“It’s not just that the entire psalter is a collection of written prayers, authored by God’s people and authorized by the very Spirit of God, which Christians have sung and prayed and read for centuries.” — W. David O. Taylor

I grew up in a tradition that prized spontaneous prayers. In our “Bible church” congregation located on the north side of Guatemala City, where our missionary family lived during my childhood years, the preacher would pray such a prayer before giving the
sermon and the worship leader would often end the time of musical praise with an extemporaneous petition for God’s blessing.

Such prayers were felt to be genuine, authentic, and above all, real.

This stood in contrast to the sorts of prayers that my Catholic school friends prayed at mass every Sunday. Such prayers, recited often from memory, were of the written sort. As we Protestants perceived them, their book-bound prayers stood for the “letter” that “killeth,” to borrow the King James rendering of 2 Corinthians 3:6; they belonged to the category of “human” traditions that distorted the gospel, we thought, and they represented the kind of uninspired, insincere, and above all, rote prayer that quenched the Spirit.

It wasn’t until my 20s that I discovered how wrong we had gotten the Bible and how much we had lost in our relationship with God by rejecting the gift of crafted prayers.

It’s not just that the entire psalter is a collection of written prayers, authored by God’s people and authorized by the very Spirit of God, which Christians have sung and prayed and read for centuries. It’s also that Jesus himself assumed the goodness of prescribed prayers. He taught his disciples, in fact, how they ought to pray, and the early church adopted that prayer, conventionally known as “Our Father,” as a normative practice for worship.

As with the words of the psalmists, a written prayer enables us to say exactly what needs saying to God when our own words may escape us, and they help us to pray what needs saying continually to God when our words betray us to self-absorbed or even vainly repetitious tendencies. We ought to never tire, for example, of praying the penitential words of Psalm 51, or the exultant but compact language of Psalm 100. The same can be said of the Lord’s Prayer. Prayed with a sincere heart, it remains fresh every time. Prayed regularly over the course of time, it forms the heart and mind of Christ in us.
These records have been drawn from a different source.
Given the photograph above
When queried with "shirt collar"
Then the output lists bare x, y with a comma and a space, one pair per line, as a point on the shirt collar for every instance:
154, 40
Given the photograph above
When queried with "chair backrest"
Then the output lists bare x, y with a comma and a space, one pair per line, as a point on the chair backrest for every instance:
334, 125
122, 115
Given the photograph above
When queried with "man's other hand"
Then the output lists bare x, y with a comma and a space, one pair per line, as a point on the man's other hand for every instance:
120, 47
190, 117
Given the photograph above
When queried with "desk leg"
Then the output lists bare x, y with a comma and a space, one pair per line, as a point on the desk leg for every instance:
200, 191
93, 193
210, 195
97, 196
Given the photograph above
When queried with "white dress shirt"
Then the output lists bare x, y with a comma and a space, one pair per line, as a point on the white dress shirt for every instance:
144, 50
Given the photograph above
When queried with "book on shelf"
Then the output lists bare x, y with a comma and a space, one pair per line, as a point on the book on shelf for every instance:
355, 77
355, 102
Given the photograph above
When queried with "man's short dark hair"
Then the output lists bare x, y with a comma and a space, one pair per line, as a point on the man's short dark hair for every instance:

To pray a written prayer, whether by the Cappadocian bishop Basil the Great (ca. 330-379) or by the English poet Charles Wesley (1707-1788), is likewise to receive the “living faith of the dead,” as the church historian Jaroslav Pelikan once put it, as a gift rather than as an imposition. We do not, that is, discover the shape of our faith in opposition to those who have gone before us and who have bequeathed to us a record of their prayers; we discover it instead within and among the communion of the saints.

As far back as the Book of Psalms, then, God’s people have found immense benefit in reading written prayers and in writing out their own prayers. This isn’t to say, of course, that there’s no place for the spontaneous cries of the heart. I’ve been repeatedly blessed over the years to participate in communities who’ve prayed beautiful prayers “of the moment,” and I pray such prayers all day long. But I’ve also found great benefit in reading the prayers of the faithful who have modeled for me a life of steadfast devotion to God — prayers by the Spanish Carmelite nun Teresa of Ávila, or by the English archbishop Thomas Cranmer, or by the Scottish pastor John Baillie, among others.

So while, for some of us, it may feel at first uncomfortable or strange to pray such prayers, if given a chance, which can be integral rather than antithetical to biblical faith, a written prayer has the power to sustain us in our knowledge and love of God and to inspire our own life of prayer, which the 17th-century poet and pastor George Herbert once described as “the soul in paraphrase, heart in pilgrimage.”